The priestly function is as old as the Bible, and we tend to think of a priest in sacramental terms (Mass), or as Father Joe or Tim… But it actually has nothing to do the Catholic church. The Biblical definition of priest is far more universal than any denominational function, and the application of that function may just strike closer to home than you think…
“Therefore, since we have a great high priest who has ascended into heaven, Jesus the Son of God, let us hold firmly to the faith we profess. For we do not have a high priest who is unable to empathize with our weaknesses, but we have one who has been tempted in every way, just as we are—yet he did not sin. Let us then approach God’s throne of grace with confidence, so that we may receive mercy and find grace to help us in our time of need. (Hebrews 4:14-16, NIV)
The Priest does What, Exactly?
Most cultures in ancient times had priests who represented gods or conducted religious rituals. Joseph married the daughter of Potiphera, who was a priest of On; Moses’ father-in-law Jethro was a priest of Midian. For as long as men have lived in communities, there have been priests. A prophet by Biblical definition one who speaks God’s word to men; a priest has the inverse function, in that he intercedes for men back to God. Priests can administer holy rites and conduct sacrifices, providing mediation and healing between men and God.
The first mention of a priest in the Bible was in Genesis 14. Lot and his family were carried off after a defeat of the kings of Sodom and Gomorrah by an alliance led by Kedorlaomer. Abram took 318 warriors and went and rescued Lot from these marauding kings. Upon his return, it says “Melchizedek king of Salem brought out bread and wine. He was priest of God Most High, and he blessed Abram, saying, “Blessed be Abram by God Most High, Creator of heaven and earth. And praise be to God Most High, who delivered your enemies into your hand.” Then Abram gave him a tenth of everything.” (Genesis 14:18-20, NIV)
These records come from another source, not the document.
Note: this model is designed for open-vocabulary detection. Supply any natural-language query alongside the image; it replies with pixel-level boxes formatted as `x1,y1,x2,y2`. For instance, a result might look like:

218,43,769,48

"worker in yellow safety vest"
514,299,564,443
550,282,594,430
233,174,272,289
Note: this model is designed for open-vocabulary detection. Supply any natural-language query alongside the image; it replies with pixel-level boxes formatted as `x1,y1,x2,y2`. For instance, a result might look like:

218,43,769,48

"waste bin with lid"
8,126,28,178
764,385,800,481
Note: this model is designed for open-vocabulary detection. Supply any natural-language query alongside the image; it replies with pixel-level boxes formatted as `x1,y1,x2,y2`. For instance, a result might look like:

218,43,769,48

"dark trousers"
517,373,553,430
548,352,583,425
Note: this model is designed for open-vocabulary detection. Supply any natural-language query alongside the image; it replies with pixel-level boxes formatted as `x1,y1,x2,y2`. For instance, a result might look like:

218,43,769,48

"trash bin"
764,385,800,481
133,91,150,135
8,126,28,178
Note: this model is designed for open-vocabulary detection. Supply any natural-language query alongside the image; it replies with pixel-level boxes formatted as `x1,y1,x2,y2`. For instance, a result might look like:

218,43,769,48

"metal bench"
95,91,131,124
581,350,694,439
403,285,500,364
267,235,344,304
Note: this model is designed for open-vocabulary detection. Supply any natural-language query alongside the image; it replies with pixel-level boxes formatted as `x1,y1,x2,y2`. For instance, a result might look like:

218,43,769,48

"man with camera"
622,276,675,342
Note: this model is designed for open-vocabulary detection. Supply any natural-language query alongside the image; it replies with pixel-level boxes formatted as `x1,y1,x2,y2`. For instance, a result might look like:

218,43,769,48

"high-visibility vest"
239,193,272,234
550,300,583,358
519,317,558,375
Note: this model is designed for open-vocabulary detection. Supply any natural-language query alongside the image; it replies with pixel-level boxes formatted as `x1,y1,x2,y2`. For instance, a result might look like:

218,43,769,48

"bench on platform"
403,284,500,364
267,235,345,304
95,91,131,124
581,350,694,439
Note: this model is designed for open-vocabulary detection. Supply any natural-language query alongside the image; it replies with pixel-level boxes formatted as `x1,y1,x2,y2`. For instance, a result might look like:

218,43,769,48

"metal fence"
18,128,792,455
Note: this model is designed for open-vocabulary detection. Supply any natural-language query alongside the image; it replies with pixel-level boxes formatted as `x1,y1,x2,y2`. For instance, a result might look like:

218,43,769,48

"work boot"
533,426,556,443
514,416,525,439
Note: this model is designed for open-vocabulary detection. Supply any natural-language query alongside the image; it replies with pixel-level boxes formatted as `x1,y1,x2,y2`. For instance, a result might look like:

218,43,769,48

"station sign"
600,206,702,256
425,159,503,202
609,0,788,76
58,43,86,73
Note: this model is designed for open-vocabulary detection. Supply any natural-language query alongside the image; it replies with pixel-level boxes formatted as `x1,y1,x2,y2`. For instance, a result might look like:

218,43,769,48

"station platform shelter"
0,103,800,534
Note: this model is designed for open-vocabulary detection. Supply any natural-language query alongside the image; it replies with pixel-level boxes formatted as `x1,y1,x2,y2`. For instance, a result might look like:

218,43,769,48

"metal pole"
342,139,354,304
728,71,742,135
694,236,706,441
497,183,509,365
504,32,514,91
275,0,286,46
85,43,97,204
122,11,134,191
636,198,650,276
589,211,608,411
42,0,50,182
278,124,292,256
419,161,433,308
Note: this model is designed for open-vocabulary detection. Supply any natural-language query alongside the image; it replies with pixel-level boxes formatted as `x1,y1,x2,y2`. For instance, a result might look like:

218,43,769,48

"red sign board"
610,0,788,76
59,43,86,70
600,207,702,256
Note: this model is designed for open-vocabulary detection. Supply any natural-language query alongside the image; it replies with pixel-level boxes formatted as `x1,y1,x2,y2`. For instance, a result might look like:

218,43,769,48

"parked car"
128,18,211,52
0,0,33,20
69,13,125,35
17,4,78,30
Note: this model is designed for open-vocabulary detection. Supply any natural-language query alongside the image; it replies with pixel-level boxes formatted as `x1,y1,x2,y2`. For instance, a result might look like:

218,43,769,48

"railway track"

After perhaps the first story of redemption in the Bible (since Abram went into enemy territory and rescued his own, bringing them back from hostile captivity), we meet the first priest. He represents the God Most High, he blesses Abram, serves bread and wine, and gives God all the credit. Sound familiar? The writer of Hebrews calls Jesus “forever a high priest after the order of Melchizedek” (Hebrews 5:6), and most scholars feel that Melchizedek is a Theophany, or a pre-incarnation appearance by Christ. Jesus himself certainly pointed us back to this passage when he served bread and wine at the last supper, and he was certainly the King of Peace (Salem). Based on what I saw on our trip to Israel, it’s obvious from this picture I took there that Melchizedek is still recognized around Jerusalem:
Meeting the Qualifications
It’s interesting stuff worthy of further study, but for now I’ll just point out a couple of things: 1) Jesus was tempted in every way that we are, and yet remained sinless. As a sinless man, he was uniquely qualified to administer sacred rites (such as a sacrifice).
2) Jesus is called our high priest, and He is actually the ONLY person ever qualified to serve in that office on his own merit. As a man without sin, truly consecrated, he could certainly represent God to all of us, and show us what serving God truly looks like.
3) As a priest without spot or blemish, he not only administered sacrifice but also became the sacrifice on our behalf. So what does all this have to do with you? Think about what Peter wrote to all believers: “But you are a chosen people, a royal priesthood, a holy nation, God’s special possession, that you may declare the praises of him who called you out of darkness into his wonderful light.” (1 Peter 2:9)
If you are a follower of Jesus, Peter says, YOU are a priest, and you are “God’s special possession.” So as a priest, start serving. As someone called out of darkness, keep shining.
The Role You Didn’t Know You Had
Abram saved his people, and the Lord gave him a sign:
He met the priest Melchizedek, who served him bread and wine.
Of all the jobs we tend to think we’re qualified for the least,
Perhaps the one we most avoid is acting as a priest.
We know that Jesus as a priest was truly qualified,
And that his right to fill that role was surely bona fide;
But Peter says that we are priests. God gave us every right
To sing His praise since we were called from darkness into light.
So if you doubt your status, probably just like I doubt mine,
Do this: Accept God’s calling to the light, and let yours shine.